Village and civil parish in Somerset, England

West Hatch is a hamlet and civil parish in Somerset, England, situated 5 mi south east of Taunton. It has a population of 306.

==History==
The name of the hamlet indicates it lies to the west of Hatch Beauchamp.

The parish of West Hatch was part of the North Curry Hundred. The manor, along with North Curry, was granted to the Bishop of Wells by Richard I in 1189 and then to the dean and chapter of Wells Cathedral.

West Hatch has been the home of an RSPCA Little Creech centre since 1963, when the 17th century farm was purchased for the charity. A new purpose-built centre was constructed in 1997. During the cleanup operation after the beaching of the MSC Napoli cargo ship off the coast of Devon in January 2007, the majority of seabirds covered in oil were sent to the West Hatch RSPCA to be cleaned. It is one of two RSPCA centres in the UK used for this purpose and its work is often featured on national television.

==Governance==
The parish council has responsibility for local issues, including setting an annual precept (local rate) to cover the council’s operating costs and producing annual accounts for public scrutiny. The parish council evaluates local planning applications and works with the local police, district council officers, and neighbourhood watch groups on matters of crime, security, and traffic.

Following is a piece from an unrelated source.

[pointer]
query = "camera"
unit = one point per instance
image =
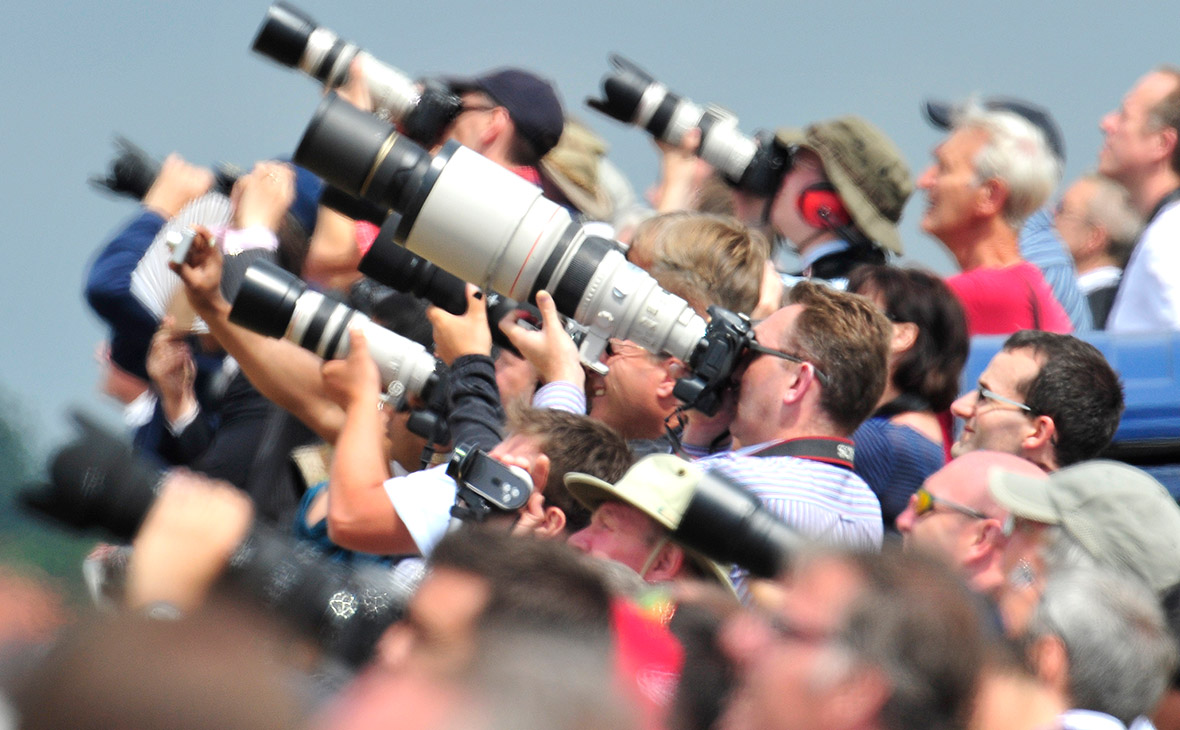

The parish council's role also includes initiating projects for the maintenance and repair of parish facilities, as well as consulting with the district council on the maintenance, repair, and improvement of highways, drainage, footpaths, public transport, and street cleaning. Conservation matters (including trees and listed buildings) and environmental issues are also the responsibility of the council.

For local government purposes, since 1 April 2023, the hamlet comes under the unitary authority of Somerset Council. Prior to this, it was part of the non-metropolitan district of Somerset West and Taunton (formed on 1 April 2019) and, before this, the district of Taunton Deane (established under the Local Government Act 1972). From 1894-1974, for local government purposes, West Hatch was part of Taunton Rural District.

It is also part of the Taunton and Wellington county constituency represented in the House of Commons of the Parliament of the United Kingdom. It elects one Member of Parliament (MP) by the first past the post system of election.

==Religious sites==
The parish Church of St Andrew dates from the 15th century, but was extensively restored in 1861 when the north aisle and probably the vestry and organ bay were added by Benjamin Ferrey. The church was rededicated by Bishop Jim Thompson on 10 May 1992. From 1846-1849 the curate was Charles Parish, subsequently a noted botanist and plant collector.

==Notable residents==
- John Collins VC DCM MM (1880–1951), an English recipient of the Victoria Cross, was born in the village.